The highest home attendance a Walsall side has played in front of is 25,453. This number of spectators watched Walsall play Newcastle United in the Second Division in 1961, when Walsall played at Fellows Park. The record at the Bescot Stadium is 11,049, a crowd figure achieved in 2004 in Division One against Rotherham United.
Walsall’s record transfer signing is Andreas Makris. Makris cost the club £300,000 from Anorthosis Famagusta in 2016. The highest transfer fee Walsall have ever received is £1 million, a fee paid by Coventry City for Scott Dann in 2008.
The current Walsall players list consists of 31 members of the first team squad, supported by the Walsall Youth and Reserves teams.
The current Walsall player of the year is Joe Edwards.
Notable ex Walsall players include Gilbert Alsop, Bill Guttridge, Tony Richards, Colin Taylor, David Kelly, Michael Ricketts, Adrian Viveash and Anthony Gerrard.
The current Walsall manager is Dean Keates.
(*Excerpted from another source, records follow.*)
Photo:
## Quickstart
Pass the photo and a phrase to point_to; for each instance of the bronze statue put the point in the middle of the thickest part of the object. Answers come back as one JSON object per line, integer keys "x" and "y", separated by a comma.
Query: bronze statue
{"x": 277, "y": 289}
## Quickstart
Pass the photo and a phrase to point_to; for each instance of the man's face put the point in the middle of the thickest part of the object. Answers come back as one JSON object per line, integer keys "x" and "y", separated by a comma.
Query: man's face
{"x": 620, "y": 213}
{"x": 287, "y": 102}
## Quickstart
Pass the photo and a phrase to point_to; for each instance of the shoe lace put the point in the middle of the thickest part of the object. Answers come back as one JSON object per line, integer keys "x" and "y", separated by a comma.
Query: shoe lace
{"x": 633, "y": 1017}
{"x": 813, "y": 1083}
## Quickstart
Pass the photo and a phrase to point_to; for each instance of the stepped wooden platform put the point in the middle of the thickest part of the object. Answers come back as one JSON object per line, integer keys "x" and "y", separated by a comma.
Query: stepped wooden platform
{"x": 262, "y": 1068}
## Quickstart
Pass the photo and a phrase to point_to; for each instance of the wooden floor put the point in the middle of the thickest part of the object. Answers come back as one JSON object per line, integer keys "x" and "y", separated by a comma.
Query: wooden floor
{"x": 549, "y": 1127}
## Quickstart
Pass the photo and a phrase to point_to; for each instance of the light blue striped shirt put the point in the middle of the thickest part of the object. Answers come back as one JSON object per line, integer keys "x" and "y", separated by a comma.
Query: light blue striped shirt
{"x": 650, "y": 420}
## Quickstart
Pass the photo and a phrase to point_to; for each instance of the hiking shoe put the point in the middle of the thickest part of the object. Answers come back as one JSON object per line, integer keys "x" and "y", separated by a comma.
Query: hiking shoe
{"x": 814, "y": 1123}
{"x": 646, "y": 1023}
Keates took over the Walsall manager position in March 2018, replacing Jon Whitney. Whitney had been caretaker boss of the club from November to December in 2015, before Sean O’Driscoll was appointed on a permanent basis, and took the job permanently after O'Driscoll left the club.
The longest serving man in Walsall manager history is Bill Moore. Moore took charge of 332 matches from 1957 to 1963.
The Walsall manager with the highest win percentage is C.H. Aislo. Aislo held the position of secretary manager from 1895 to 1896, winning 19 of his 31 matches in charge giving him a win percentage of 61.29%.
The Walsall honours list consists of two fourth tier title (1959/1960 and 2006/2007); two third tier runner up positions (1960/1961 and 1998/1999); two third tier playoff wins (1987/1988 and 2000/2001); four Birmingham Senior Cup wins, four Staffordshire Senior Cup wins and one Walsall Senior Cup win.